DE10334489A1 - Trialkylammonium by-products obtained in methylolalkane products from Cannizzaro or hydrogenation reactions are decomposed using a novel titanium dioxide-supported ruthenium-containing catalyst - Google Patents

Abstract

Removal of trialkylammonium formates (TAAF) from methylolalkanes obtained by condensation of formaldehyde with higher aldehydes involves decomposing the TAAF at elevated temperature on a titanium dioxide- supported ruthenium-containing catalyst in presence of a hydrogen-containing gas. An independent claim is also included for such a catalyst in which commercially-available titanium dioxide is treated before or after shaping to form the support with 0.1-30 wt.% of an acid in which the TiO 2 is difficultly soluble.

Description

The This invention relates to the field of industrial organic Chemistry. More specifically, the present invention relates to a method for the effective hydrogenating decomposition of methylolalkanes contained in Trialkylammonium formate, which from the in the Methylolalkanal preparation as a catalyst used trialkylamine and by-product formed formic acid arises.

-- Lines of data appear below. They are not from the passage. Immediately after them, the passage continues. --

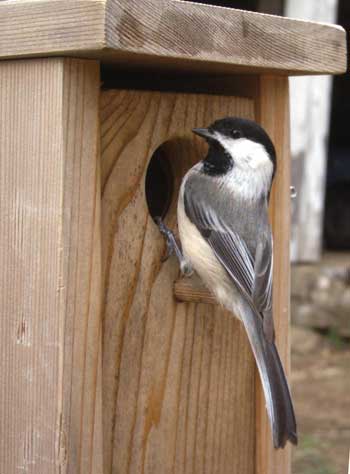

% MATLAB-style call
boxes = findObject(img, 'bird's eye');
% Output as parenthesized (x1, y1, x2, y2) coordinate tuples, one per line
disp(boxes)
(231, 129, 242, 139)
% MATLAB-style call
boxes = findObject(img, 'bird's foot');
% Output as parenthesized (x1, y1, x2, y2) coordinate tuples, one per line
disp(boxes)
(155, 217, 193, 276)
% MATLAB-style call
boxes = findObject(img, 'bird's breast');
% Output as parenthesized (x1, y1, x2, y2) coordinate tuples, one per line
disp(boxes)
(177, 196, 239, 313)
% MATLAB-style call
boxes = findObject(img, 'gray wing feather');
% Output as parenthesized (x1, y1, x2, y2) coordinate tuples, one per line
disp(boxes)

The Condensation of formaldehyde with CH-acidic higher alkanals to methylolalkanals, in general Dimethylol- and Trimethylolalkanalen and transfer of the Compounds obtained in polyols is a widely used method in chemistry. examples for important triols obtained in this way are trimethylolpropane, trimethylolethane and trimethylolbutane used in the manufacture of paints, urethanes and Polyesters have found a wide application area. Further important compounds are pentaerythritol, obtainable by condensation of Formaldehyde and acetaldehyde, and neopentyl glycol from iso-butyraldehyde and formaldehyde. The tetravalent alcohol pentaerythritol will also often used in the paint industry, but also has a great importance obtained in the manufacture of explosives.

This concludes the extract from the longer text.